Feature Story | 16-Sep-2005

Practical climate financing — Using markets to drive cleaner energy production

DOE/Pacific Northwest National Laboratory



Shanghai's brightly lit skyline illustrates China's rapidly growing energy market.

Every day, people in China get sick just from breathing the air. Many die prematurely. In economic terms, pollution costs China eight to ten percent of gross domestic product in lost productivity, according to World Bank estimates.

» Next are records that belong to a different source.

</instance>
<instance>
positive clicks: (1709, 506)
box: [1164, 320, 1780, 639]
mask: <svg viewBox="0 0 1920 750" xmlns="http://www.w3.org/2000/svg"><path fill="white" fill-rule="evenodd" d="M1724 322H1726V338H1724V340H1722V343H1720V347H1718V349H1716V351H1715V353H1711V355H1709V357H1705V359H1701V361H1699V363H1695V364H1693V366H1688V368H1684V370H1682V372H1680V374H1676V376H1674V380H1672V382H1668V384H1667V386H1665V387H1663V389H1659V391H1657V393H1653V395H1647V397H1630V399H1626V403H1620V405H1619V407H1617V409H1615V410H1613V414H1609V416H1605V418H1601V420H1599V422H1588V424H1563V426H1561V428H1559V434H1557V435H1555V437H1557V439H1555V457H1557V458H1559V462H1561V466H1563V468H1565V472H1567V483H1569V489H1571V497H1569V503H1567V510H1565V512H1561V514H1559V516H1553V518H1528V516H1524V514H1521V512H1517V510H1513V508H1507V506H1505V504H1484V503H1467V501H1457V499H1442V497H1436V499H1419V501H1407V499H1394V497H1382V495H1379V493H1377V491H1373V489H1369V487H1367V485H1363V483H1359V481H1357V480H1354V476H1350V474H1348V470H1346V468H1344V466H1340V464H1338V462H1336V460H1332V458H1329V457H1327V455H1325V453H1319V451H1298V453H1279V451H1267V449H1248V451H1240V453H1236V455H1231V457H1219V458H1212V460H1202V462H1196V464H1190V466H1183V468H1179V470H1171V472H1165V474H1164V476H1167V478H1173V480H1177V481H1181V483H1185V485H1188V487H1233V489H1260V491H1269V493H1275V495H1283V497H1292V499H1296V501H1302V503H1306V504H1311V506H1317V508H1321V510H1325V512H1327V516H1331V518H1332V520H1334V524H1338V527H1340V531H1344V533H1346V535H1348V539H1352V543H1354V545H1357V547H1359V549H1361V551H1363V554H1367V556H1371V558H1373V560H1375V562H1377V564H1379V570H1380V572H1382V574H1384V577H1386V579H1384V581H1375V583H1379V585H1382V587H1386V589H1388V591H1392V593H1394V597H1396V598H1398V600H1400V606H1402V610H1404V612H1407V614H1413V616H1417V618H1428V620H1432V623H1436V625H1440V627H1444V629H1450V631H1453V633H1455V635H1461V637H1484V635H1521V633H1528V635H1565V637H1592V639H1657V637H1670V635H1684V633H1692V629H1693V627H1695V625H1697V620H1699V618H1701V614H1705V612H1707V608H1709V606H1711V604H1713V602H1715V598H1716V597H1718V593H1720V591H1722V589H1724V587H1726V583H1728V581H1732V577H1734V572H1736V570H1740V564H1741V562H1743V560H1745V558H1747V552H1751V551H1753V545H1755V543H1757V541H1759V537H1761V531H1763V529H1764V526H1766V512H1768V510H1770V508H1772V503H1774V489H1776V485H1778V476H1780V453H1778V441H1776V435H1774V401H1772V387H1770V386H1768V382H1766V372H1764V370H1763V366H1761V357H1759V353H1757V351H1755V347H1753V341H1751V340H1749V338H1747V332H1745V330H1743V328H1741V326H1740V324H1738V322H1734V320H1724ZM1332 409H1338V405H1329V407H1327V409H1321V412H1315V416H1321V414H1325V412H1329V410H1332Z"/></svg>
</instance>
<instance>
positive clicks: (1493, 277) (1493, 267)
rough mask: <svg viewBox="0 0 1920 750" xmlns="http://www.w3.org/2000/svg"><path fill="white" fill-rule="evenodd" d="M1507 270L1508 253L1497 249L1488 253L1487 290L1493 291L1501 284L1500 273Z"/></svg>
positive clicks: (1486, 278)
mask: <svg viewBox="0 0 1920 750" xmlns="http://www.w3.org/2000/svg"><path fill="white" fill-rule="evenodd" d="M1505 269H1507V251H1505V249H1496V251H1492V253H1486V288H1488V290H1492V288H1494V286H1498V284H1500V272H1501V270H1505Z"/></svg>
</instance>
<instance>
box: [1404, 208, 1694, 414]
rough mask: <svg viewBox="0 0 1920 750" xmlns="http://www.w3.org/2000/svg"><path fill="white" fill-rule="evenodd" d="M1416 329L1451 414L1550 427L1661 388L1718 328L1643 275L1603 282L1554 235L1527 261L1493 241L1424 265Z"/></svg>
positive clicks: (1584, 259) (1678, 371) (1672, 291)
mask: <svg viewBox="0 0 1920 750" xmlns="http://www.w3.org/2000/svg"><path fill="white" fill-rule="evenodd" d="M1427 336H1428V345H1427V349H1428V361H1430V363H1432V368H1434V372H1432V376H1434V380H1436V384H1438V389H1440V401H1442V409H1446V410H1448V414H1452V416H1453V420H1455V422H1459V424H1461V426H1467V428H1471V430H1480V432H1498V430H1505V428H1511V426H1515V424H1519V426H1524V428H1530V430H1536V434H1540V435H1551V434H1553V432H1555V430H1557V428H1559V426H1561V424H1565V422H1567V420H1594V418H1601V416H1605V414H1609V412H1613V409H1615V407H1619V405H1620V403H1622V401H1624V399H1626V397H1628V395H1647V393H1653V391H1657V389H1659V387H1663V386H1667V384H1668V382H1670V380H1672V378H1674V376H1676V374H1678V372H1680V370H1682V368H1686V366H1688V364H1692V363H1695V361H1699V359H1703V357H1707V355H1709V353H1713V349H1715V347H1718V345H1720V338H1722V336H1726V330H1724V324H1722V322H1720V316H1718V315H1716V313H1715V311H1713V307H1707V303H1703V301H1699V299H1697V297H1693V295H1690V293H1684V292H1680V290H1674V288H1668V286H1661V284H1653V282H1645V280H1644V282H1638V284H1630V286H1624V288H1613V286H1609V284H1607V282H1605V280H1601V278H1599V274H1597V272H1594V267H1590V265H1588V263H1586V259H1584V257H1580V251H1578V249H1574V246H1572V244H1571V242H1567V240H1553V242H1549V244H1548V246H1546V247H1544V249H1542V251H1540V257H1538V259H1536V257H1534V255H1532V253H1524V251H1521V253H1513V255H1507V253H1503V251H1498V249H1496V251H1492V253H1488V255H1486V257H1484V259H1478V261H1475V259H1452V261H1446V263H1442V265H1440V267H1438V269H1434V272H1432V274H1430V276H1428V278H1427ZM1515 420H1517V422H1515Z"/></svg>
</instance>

Air pollution accounts for three-quarters of that productivity loss.

Meanwhile, in the United States, productivity loss due to pollution is much less, in part due to U.S. environmental standards and in part due to more efficient energy-producing technologies.

At Pacific Northwest National Laboratory, researchers are working to introduce more energy-efficient technologies to developing countries—particularly those with rapidly growing markets, which often produce large quantities of carbon dioxide and other greenhouse gases.

"Our job is to introduce and help condition the market to accept these technologies," said Bill Chandler, founder of the Advanced International Studies Unit at PNNL's Joint Global Climate Research Institute. "We're focusing on China now because that's where the growth is."

Chandler works with China's leading energy institute, the Energy Research Institute, which is similar to the U.S. Departments of Energy, Commerce and Treasury all wrapped up in one. Together they have set up an energy efficiency center, the goal of which is to introduce technology in China.

But there are many barriers to overcome, including financial, technical and customer risks, and policy or regulatory barriers.

In addition to having the world's fastest growing economy, China has the fastest growing market in the world for energy-using devices, specifically electricity, Chandler said. Currently, the Chinese are using coal-fired power plants to produce energy. As a result, China is number two in greenhouse gas emissions.

"The United States has the experience and the technologies to help solve energy problems, such as the one in China," Chandler said. "Plus, it is in our interest economically to encourage China to develop more efficient energy technologies. Our industry is being made less competitive because we have environmental standards and they don't. It's also an ethical issue. It's killing us economically, and it's killing them literally."

China recently restructured its economy, shifting from crude, energy-intensive industries like coal production to more value-added industries such as high tech and light manufacturing. These types of industries use less energy per dollar of gross national product, making China less carbon-sensitive and more sensitive to price signals.

"China is now more efficient as it moves away from a rural economy to a market economy where prices matter," Chandler said. "Market economics work to conserve resources because industry must be more efficient to make money."

And that's where technology comes in.

"The Chinese realize that they can't afford their development goals if they waste their energy supply," Chandler said. To address this concern, the Chinese introduced blast and electric hearth furnaces for steel production to replace the open-hearth furnaces they were using.

Chandler's approach fits well with China's haste to develop. "We try to provide our clients solutions for reducing emissions in the near term, over the next two or three decades," he said.

Short-term technologies include substituting gas for coal and hybrids for conventional gasoline and using more efficient automobiles and technologies such as low-emissivity glass, which reflects heat, but allows light to pass through. Standard fare in the United States, low-emissivity glass is rarely used in China.

"Technologies like hydrogen, advanced nuclear cycles and fuel cells will take another 20 to 30 years to develop, commercialize and deploy," Chandler said. "In the meantime, we are on this worldwide trajectory of emissions that makes it impossible to avoid serious climate change."